We’ve been obsessed with Momo Gordon’s work for a while now and in particular the satisfying transition from page to garment.
The Portland based, self-taught artist calls their work, sequential fine art, “Which is just a high-brow way of saying comics. It allows me to play the role of gallery artist and comic book author. Growing up I always felt I had to choose between writing and drawing. It wasn’t until my family moved to Seattle my freshman year of high school and I ended up in a book store on Capital Hill. I had never seen experimental comics before but after that day I knew I didn’t have to choose.” We caught up with Momo to find out more.
How do you go about starting a piece of work? Does it start as a pencil drawing? What is your process?

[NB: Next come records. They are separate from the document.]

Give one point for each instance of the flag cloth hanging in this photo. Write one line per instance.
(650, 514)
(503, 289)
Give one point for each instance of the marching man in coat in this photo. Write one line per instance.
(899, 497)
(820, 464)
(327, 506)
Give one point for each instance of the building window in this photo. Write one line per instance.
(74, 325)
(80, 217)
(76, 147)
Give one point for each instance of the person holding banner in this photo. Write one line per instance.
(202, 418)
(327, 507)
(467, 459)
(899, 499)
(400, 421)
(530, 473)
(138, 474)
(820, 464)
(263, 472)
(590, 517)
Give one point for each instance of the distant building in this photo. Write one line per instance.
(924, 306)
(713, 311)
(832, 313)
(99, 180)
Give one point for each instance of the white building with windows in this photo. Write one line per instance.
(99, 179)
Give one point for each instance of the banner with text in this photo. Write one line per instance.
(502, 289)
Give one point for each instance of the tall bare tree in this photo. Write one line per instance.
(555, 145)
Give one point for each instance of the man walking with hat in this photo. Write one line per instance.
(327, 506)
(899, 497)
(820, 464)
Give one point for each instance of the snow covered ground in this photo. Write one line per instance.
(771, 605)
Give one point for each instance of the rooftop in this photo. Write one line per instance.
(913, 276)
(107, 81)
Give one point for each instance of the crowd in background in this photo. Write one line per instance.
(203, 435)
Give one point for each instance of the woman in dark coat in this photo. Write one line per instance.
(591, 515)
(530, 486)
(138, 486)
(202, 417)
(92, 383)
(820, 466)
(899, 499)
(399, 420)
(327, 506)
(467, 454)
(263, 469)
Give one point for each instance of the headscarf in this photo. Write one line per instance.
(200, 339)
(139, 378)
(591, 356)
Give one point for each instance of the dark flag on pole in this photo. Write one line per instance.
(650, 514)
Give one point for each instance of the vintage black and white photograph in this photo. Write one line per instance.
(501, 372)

My process starts by meditating on a feeling. I typically start by writing, almost like I’m giving myself a prompt. I find It harder to anthropomorphize objects or spaces without reason. I’ve gotten to the point where I can finally make quick sketches of my ideas. I map everything out before I even start building on my computer. Things I consider ahead of time are the composition, will it have traditional panels, the placement of writing, and the perspective of the viewer. Nothing is set in stone until I use SketchUp, a 3D modeling program typically used for architecture and interior design. I love it for many reasons but mostly because after I’m done building out an idea the camera allows me to walk around find new perspectives and make even more unusual compositions.
It’s important to plan everything accordingly. The final fruit will end up on handmade paper. It’s so delicate that erasing isn’t an option.
Tell us about a typical working day.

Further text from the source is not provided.